Islam4UK, the group that has claimed that it will march through Wootton Bassett, is the latest incarnation of a hardline Islamist organisation called al-Muhajiroun.

Al-Muhajiroun, in its various forms, is an important part of the story of Islamist anger and the line between politics, protest and national security.

The organisation is made up of a small band of tight-knit young men who advocate a worldwide Islamist system of government and, at the same time, vehemently denounce the foreign policies of the US and UK.

It has a knack of staging attention-grabbing stunts with its leaders adept at finding ways of provoking a backlash from the press and some politicians.

Al-Muhajiroun was originally formed by Omar Bakri Mohammed, the radical preacher. He formed the organisation after quitting another Islamist group which wasn't radical enough for his views.

Bakri developed an almost clownish media profile - but his views played an important role in the radicalization of some young men.

One of al-Muhajiroun's events was billed as celebrating the "Magnificent 19" plane hijackers who had taken the fight back to the West.

He sought to open a debate on the traditional Islamic thinking that Muslims living in a non-Muslim country have a "covenant of security" with their neighbours, providing they are treated as equal citizens.

He argued that Muslims were victims - and some of his followers concluded that this justified a violent response.

Disbanded

Bakri himself disbanded al-Muhajiroun in 2004. He then blamed the British people for the 7 July 2005 attacks on London - before fleeing to Lebanon.

Bakri: Fled the UK in 2005

He has continued to preach to followers in the UK over the internet but is banned from entering the country.

But while the original organisation was officially dead, its British supporters reappeared under various banners over the next five years.

One of these, the Saviour Sect, theatrically stormed a 2005 general election rally to debate how Muslims should vote, declaring that any who did so were apostates punishable by death.

The other group, Al-Ghurabaa, hosted links on its website to hardline forums which justified suicide bombings. The Home Office subsequently banned both groups.
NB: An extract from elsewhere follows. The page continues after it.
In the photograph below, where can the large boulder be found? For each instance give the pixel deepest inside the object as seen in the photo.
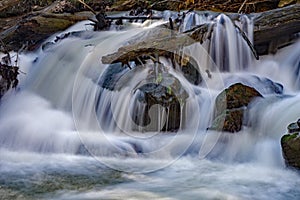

Last year, some of al-Muhajiroun's original followers started campaigning fro their brand of worldwide Islamic rule under the name Islam4Uk. Its website carried a picture of Buckingham Palace converted to a mosque.

Months later they declared they were "reforming" al-Muhajiroun itself because the organisation had never actually been banned.

Key figures

With Bakri out of the country, the leader of Islam4UK/al-Muhajiroun is former lawyer Anjem Choudary.

Anjem Choudary: Prolific media performer

Some of the group's other supporters have been convicted or implicated in serious offences.

In 2006, Abu Izzadeen, also known as Omar Brooks, infamously heckled the then Home Secretary John Reid. He was later jailed for seeking to raise funds in 2004 for mujahideen fighters in Iraq.

In a separate trial, two men who attended a rally over the global Danish Muhammad cartoons row, organised by al-Muhajiroun's successor, were also convicted of soliciting to murder.

Mr Choudary claims that men like these have been denied free speech.

But what is clear is that there are also men who have attended al-Muhajiroun events who have gone further than words.

Omar Khyam was the ringleader of a major plot to bomb targets in south-east England and had attended al-Muhajiroun meetings in his home town of Crawley.

Another British man who carried out a suicide attack in Israel was also linked to Omar Bakri.

Islam4UK/al-Muhajiroun's leaders have a track record of planning events that never actually happen, but cause enormous media uproar.

On other occasions, supporters have spontaneously appeared on the streets, such as last year's tense scenes in Luton when they protested against a march by the Royal Anglian Regiment.

But while this may appear amateurish or attention-grabbing, counter-terrorism experts remain concerned that its angry message feeds into a broad strand of extremist Islamist activism.